Nun lebte dieses Volk weiter. Dadurch, daß es die Vorbedingungen immer mehr verfeinerte und daß das Blut dieses Volkes sich immer mehr richtete nach diesen Vorbedingungen, daß es sich so ausbildete, wie es sich in der Generationenreihe ausgebildet hat, dadurch war es möglich, in einem bestimmten Zeitpunkte aus dem Blute dieses Volkes die Leiblichkeit des Jesuskindes hervorgehen zu lassen, in die einziehen konnte die Persönlichkeit des Zarathustra oder Zoroaster. Dazu mußte dieses Volk stark und mächtig gemacht werden.

Wenn wir im Sinne des Matthäus-Evangeliums weiter die Zeit der Richter und Könige und die verschiedenen Schicksale des althebräischen Volkes verfolgen, so werden wir sehen, wie auch jene Verhältnisse, die uns dieses Volk zeigen so, daß es oftmals abirrt, gerade notwendig waren, um zustande zu bringen, was zustande gekommen ist. Insbesondere war es auch notwendig, daß das Volk das Unglück hatte, das sich ausdrückt in dem Wegführen in die babylonische Gefangenschaft. Wir werden sehen, wie die Volkseigentümlichkeit sich ausgebildet hat, und wie hier notwendig war der Zusammenstoß mit der andern Seite der alten Tradition, die in Babylon vorhanden war, als das Volk reif war, mit dem wieder zusammengeführt zu werden, was es verlassen hatte. Das ist das eine.
Das andere ist das, daß gerade in jener Zeit, in welcher das hebräische Volk mit dem babylonischen zusammengeführt wurde, ein großer, gewaltiger Lehrer des Ostens dort lehrte, und daß einige der Besten des hebräischen Volkes noch unter dem Lichte dieses großen Lehrers stehen konnten. Das ist die Zeit, in der Zarathustra als Nazarathos oder Zaratos dort lehrte, in jenen Gegenden, in welche die Juden geführt worden sind. Einige der besten Propheten standen noch unter seinem Einfluß. Da konnte er noch so viel machen an diesem Volke, als man machen muß, wenn das Blut schon eine gewisse Wirkung getan hat, und dann gewisse Einflüsse von außen hinzutreten müssen.

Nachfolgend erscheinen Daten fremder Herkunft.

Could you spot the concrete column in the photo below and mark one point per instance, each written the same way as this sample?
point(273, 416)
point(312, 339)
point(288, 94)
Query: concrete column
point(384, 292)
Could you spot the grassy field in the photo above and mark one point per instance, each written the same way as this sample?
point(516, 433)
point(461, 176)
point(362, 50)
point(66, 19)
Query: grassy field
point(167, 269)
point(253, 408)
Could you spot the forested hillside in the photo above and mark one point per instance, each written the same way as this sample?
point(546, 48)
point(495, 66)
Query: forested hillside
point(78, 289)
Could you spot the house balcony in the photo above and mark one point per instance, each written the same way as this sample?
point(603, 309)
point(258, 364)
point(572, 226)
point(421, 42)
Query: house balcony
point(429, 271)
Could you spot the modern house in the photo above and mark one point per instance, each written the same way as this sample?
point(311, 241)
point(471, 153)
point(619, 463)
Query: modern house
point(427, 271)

Es ist fast so, daß man nicht sehr weit fehlgeht, wenn man diese ganze Entwickelung mit der Entwickelung des einzelnen, allmählich heranwachsenden Menschen vergleicht. Da haben wir zunächst das Kind, das geboren wird. Es wächst heran bis zum siebenten Jahre und steht in der leiblichen Pflege der Eltern. Da sind es vorzugsweise die Einflüsse des physischen Planes, die einwirken müssen. Dann beginnt die Entwickelung, die dadurch einsetzt, daß der Ätherleib erst in richtiger Weise geboren wird. Die Entwickelung basiert darauf, daß das Gedächtnis ausgebildet wird, daß also das, was im Ätherleib sich heranentwickeln kann, in der richtigen Weise sich erkraftet. In der dritten Periode beginnt das, was man nennen kann: der Mensch tritt mit seinem astralischen Leibe jetzt in ein Verhältnis zur Außenwelt; da muß er aufnehmen das, was man nennen kann Urteilsfähigkeit.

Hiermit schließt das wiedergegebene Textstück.